Do you pay the debt with an emergency fund or do you continue saving?
Having debt and saving at the same time is possible. Some experts explain how much you should save while paying off cards and loans
When an unexpected bill arrives, many people ask themselves the same question: do I use my savings to get out of debt or do I keep saving money “just in case”? Doubt has become more common among families in the United States, especially now that inflation continues to hit the pocketbook and credit cards seem to become an extension of the salary. The problem is that paying everything you owe can leave you without protection in any emergency, but saving too much while interest increases is not always the best decision.
Currently, millions of Americans are facing severe financial pressure from rising prices for food, gas, rent and other basic expenses. These circumstances have forced many people to rely more on credit cards to make ends meet. And there appears another problem: interest rates are at high levels, which makes debts grow faster.
According to a recent study from Achieve, many people report financial stress related to their monthly payments and the money they owe. In this situation, some choose to use every available dollar to pay off their debts as soon as possible. However, financial experts warn that running out of savings completely can be risky.
Think about it like this: Imagine you manage to pay off a credit card, but a week later your car breaks down or you need to go to the doctor. If you don't have money saved, you'll probably end up using the card again and go back to the same cycle of debt.
So how much money should you have saved? The most well-known financial advice says that people should save three to six months of living expenses in an emergency fund. That includes rent, food, utilities and transportation. But that recommendation usually applies to those who don't have high-interest debt.
For people who are currently paying off credit cards or other expensive loans, many specialists consider it more realistic to start with a small fund, between $1,000 and $2,500.
This money works as the “cushion” that would allow you to face common and unexpected expenses, such as those mentioned above (a flat tire or medical care). This way you can resolve the emergency without completely stopping your strategy to pay debts.
Once you reduce or eliminate your most expensive debts, the money you previously used for those payments can go toward building a stronger emergency fund.
Now, not all people need exactly the same amount of savings. If you're self-employed, make deliveries, drive for applications, or your income changes each month, you probably need to put more money away before aggressively focusing on paying off debt.

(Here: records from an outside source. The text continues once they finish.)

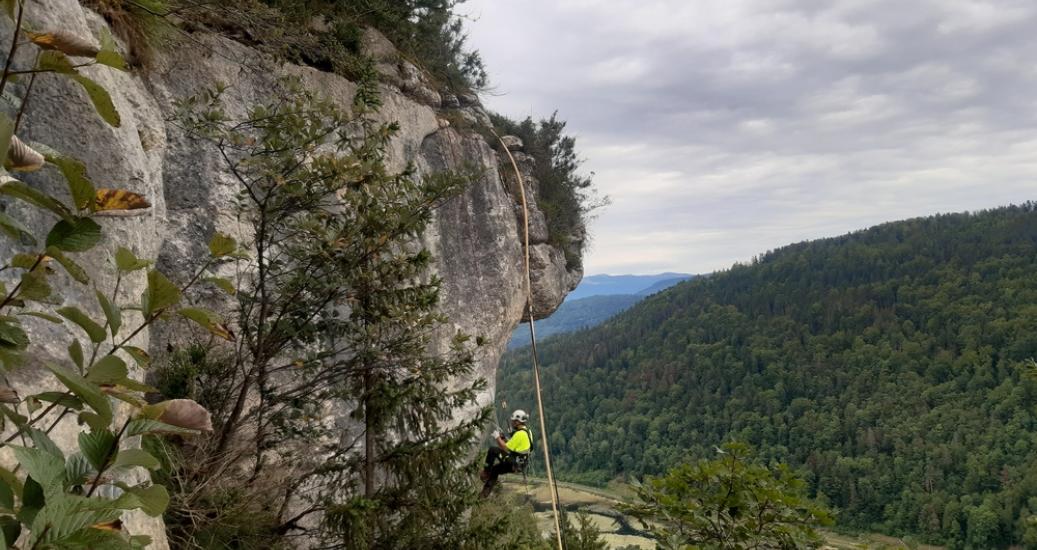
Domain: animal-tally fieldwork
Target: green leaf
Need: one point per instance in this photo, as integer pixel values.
(161, 294)
(138, 355)
(16, 229)
(222, 245)
(80, 187)
(44, 442)
(102, 101)
(95, 331)
(34, 286)
(10, 359)
(94, 420)
(112, 312)
(208, 321)
(109, 370)
(67, 518)
(87, 391)
(27, 194)
(99, 447)
(40, 314)
(11, 528)
(6, 495)
(223, 284)
(78, 235)
(76, 353)
(139, 427)
(78, 469)
(32, 500)
(12, 336)
(61, 399)
(125, 260)
(47, 469)
(75, 270)
(137, 457)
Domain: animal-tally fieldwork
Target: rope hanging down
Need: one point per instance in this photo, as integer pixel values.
(532, 336)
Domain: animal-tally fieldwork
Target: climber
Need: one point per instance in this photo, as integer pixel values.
(509, 455)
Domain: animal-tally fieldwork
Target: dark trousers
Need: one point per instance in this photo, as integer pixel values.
(498, 462)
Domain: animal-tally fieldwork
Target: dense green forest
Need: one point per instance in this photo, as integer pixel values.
(585, 312)
(887, 364)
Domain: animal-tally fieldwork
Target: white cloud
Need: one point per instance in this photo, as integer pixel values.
(726, 128)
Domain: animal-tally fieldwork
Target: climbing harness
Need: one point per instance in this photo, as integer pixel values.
(553, 488)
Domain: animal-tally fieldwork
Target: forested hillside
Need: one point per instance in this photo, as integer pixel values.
(592, 310)
(888, 364)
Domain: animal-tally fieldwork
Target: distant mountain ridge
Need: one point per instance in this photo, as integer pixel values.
(614, 284)
(892, 365)
(588, 310)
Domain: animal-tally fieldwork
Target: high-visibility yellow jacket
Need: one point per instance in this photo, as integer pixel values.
(520, 441)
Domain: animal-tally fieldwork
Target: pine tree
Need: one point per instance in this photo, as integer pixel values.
(337, 313)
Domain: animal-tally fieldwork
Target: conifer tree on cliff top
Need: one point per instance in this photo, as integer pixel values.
(337, 313)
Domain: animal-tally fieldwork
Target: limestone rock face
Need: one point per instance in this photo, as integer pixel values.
(476, 238)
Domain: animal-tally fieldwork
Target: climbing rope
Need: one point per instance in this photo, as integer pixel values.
(553, 489)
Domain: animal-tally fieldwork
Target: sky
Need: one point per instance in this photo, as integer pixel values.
(723, 129)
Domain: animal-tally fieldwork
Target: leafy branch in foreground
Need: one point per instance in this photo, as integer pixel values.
(334, 416)
(54, 498)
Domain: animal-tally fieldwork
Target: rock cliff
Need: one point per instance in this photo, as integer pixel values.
(475, 238)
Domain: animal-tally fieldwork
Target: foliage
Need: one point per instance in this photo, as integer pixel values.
(334, 388)
(565, 196)
(888, 364)
(729, 502)
(55, 498)
(328, 34)
(507, 523)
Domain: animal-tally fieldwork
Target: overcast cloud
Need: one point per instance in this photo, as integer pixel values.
(722, 129)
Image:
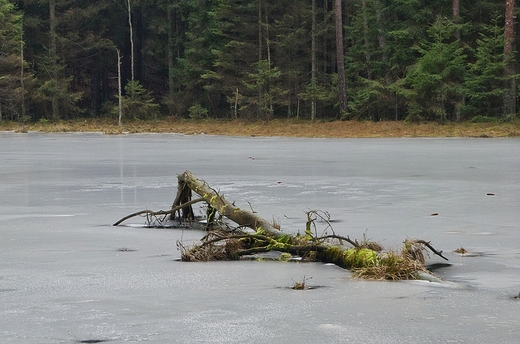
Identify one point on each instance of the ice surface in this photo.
(68, 276)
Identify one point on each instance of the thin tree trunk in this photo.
(131, 40)
(313, 61)
(119, 91)
(22, 83)
(365, 36)
(510, 95)
(268, 46)
(456, 15)
(170, 57)
(53, 56)
(342, 89)
(381, 30)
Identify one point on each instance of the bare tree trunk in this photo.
(510, 95)
(53, 56)
(381, 30)
(342, 89)
(170, 57)
(119, 91)
(131, 39)
(365, 36)
(456, 15)
(313, 61)
(22, 83)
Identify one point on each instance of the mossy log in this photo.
(366, 258)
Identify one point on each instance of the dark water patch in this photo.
(438, 266)
(160, 255)
(126, 249)
(307, 287)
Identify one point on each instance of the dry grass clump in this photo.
(391, 266)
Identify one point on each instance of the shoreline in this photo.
(274, 128)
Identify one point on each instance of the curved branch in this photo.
(427, 244)
(160, 212)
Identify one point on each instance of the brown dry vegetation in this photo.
(286, 128)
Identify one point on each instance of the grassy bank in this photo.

The same goes if you own your home, since a simple plumbing or air conditioning repair can cost thousands of dollars. In those cases, a $1,000 fund could quickly fall short. On the other hand, someone with a stable job, a fixed income and few family expenses could better manage a smaller fund while paying off their cards.
It is also essential to consider the type of debt. I'll tell you this: credit cards tend to have much higher interest rates, so it's generally a good idea to attack them first. On the other hand, some federal student loans or auto financing have lower rates and allow you to move forward more slowly.
On the other hand, if minimum payments eat up a large portion of your salary and there is hardly any money left for food or savings, it may be time to explore financial relief options.
An alternative is to consolidate debts through a loan or balance transfer card. This can lower your interest rate and make monthly payments easier. There are also debt management plans offered by certified credit counseling agencies.
In more complicated cases, some people negotiate directly with creditors to reduce the total amount they must pay. Even bankruptcy can be considered in extreme situations, although that decision should be carefully analyzed for its impact on credit history.
Each financial and debt circumstance is different, no matter how much they are similar to each other. It is advisable to approach a financial or credit advisor to find out the alternatives that best suit your income and objectives. However, the tips discussed here can be a good starting point if you didn't know what to do with your savings.